The Japanese epic, the Tale of the Heike, begins like this:
The bells at Gionji
toll the passing of all things.
Twinned sala trees, white in full flower,
declare the great man's certain fall.
The mighty do not endure:
They are like a dream on a spring night
The bold and the brave perish in the end:
They are as dust before the wind.
The mighty do not endure. That was written around 1330. Shelley wrote Ozymandias in 1817 or 1818. Like all literature at the time, it seems to have been the product of a louche bet. Sitting around with Mary and Percy, their friend the banker Horace Smith suggested a writing competition.
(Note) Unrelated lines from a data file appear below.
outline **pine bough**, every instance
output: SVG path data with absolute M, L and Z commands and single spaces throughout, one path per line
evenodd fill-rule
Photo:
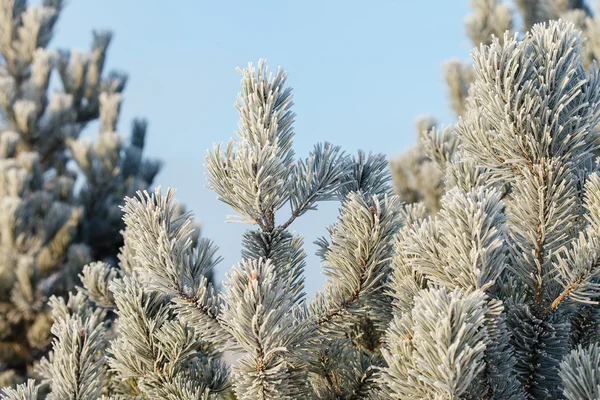
M 119 267 L 92 263 L 52 298 L 43 379 L 3 398 L 599 398 L 600 81 L 582 51 L 565 22 L 474 51 L 456 137 L 428 139 L 447 186 L 436 216 L 391 194 L 381 156 L 326 143 L 295 158 L 285 73 L 241 71 L 237 138 L 206 161 L 255 227 L 224 290 L 172 190 L 128 198 Z M 340 215 L 309 300 L 289 228 L 324 200 Z

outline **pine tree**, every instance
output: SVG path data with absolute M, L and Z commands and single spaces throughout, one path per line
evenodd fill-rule
M 219 198 L 257 227 L 244 235 L 243 261 L 218 293 L 207 278 L 216 248 L 193 240 L 191 216 L 178 212 L 174 192 L 128 198 L 118 268 L 89 264 L 76 294 L 51 299 L 53 351 L 37 368 L 49 398 L 233 391 L 239 399 L 298 399 L 376 387 L 391 305 L 382 289 L 400 223 L 386 160 L 350 157 L 328 143 L 295 159 L 286 74 L 269 74 L 262 61 L 241 72 L 238 138 L 225 150 L 216 145 L 207 169 Z M 330 282 L 309 302 L 303 240 L 288 228 L 324 200 L 341 201 L 341 215 L 330 241 L 320 241 Z M 284 205 L 291 216 L 278 223 Z M 238 356 L 231 368 L 224 351 Z
M 26 376 L 49 348 L 47 299 L 72 290 L 90 261 L 116 263 L 119 205 L 160 166 L 142 158 L 144 121 L 134 122 L 130 143 L 115 132 L 126 76 L 104 74 L 110 32 L 94 32 L 89 53 L 48 49 L 62 7 L 0 1 L 2 384 Z M 80 139 L 95 120 L 97 140 Z
M 206 161 L 252 226 L 224 290 L 174 191 L 139 192 L 118 267 L 89 264 L 51 299 L 43 379 L 1 398 L 597 398 L 600 80 L 584 54 L 565 21 L 473 52 L 464 116 L 423 148 L 445 174 L 434 216 L 392 194 L 382 156 L 318 144 L 296 159 L 286 74 L 250 65 L 237 138 Z M 309 300 L 289 227 L 325 200 L 340 213 Z
M 441 211 L 405 225 L 395 259 L 397 398 L 594 398 L 600 86 L 583 51 L 552 22 L 473 53 Z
If lightning animated Frankenstein the last time the Shelleys played this game two years earlier, now it was the white Egyptian sun, in an extract from Diodorus Siculus.
The poem itself: some say it is about George IV and his ulcerous legs (get it?). Some say Napoleon. Some say it is part of a wave of orientalism in the early 19th century, like Samuel Taylor Coleridge’s poppy dream Kublai Khan. Maybe. But to me, and ironically, it is much less ephemeral than all that.
The arc of the hubristic, up then dramatically down, is a universal literary theme. The dust before the wind. The Fall. The meek inherit the earth because the mighty, on whose works we may have looked on and despaired, are torn down from their thrones and nothing beside remains. Only the endless mass of plain, pitiless desert.
The not-quite sonnet rhyme scheme of the poem interlocks like silting-up desert sands or sinking centuries; it reflects the stacked-up generations of the poem’s characters: the “I” of poem, the traveller from an antique land, the architect who well those passions read, the Great King himself. Life piled on life were all too little: it is all a dream on a spring night. None of those characters can remain. Not Diodorus. Not the King of Kings. Only the desert, or the spring, or the wind carrying the dust.
The bringing down metaphor is literal in Ozymandias’s case, just as it is in the case of Icarus’s hubris. But we might identify with the wax-winged one. Similarly, we admire Achilles who, given the choice between a long and quiet life, and a short and glorious one, takes the second. Lucifer, the morning star, imitated Icarus’s challenge to Theocracy. Or the pharaoh’s to the sand. In all cases it is their very desire to stretch themselves beyond the bounds of the merest life that bring on the fall in the end. In most cases, I daresay, they would have said it was worth it for a kiss from Immortality.
Read Shelley’s poem alongside this from Briggflats by the northern bard Basil Bunting:
Boasts time mocks cumber Rome. Wren
set up his own monument.
Others watch fells dwindle, think
the sun's fires sink.
Stones indeed sift to sand, oak
blends with saints' bones.
Yet for a little longer here
stone and oak shelter
silence while we ask nothing
but silence. Look how clouds dance
under the wind's wing, and leaves
delight in transience.
Time mocks all our boasts. And so as the spring comes in we must enjoy our dreams, look how clouds dance, and delight in the transience of the white in full flower.
Shelley’s Ozymandias. I love Shelley’s Ozymandias.
Really enjoy this reflection on time! And such a wonderful poem to dwell on. I taught it to high school students many times and they responded in so many ways. Never got old. I read your post now from Egypt...how appropriate. Thank you for a lovely read.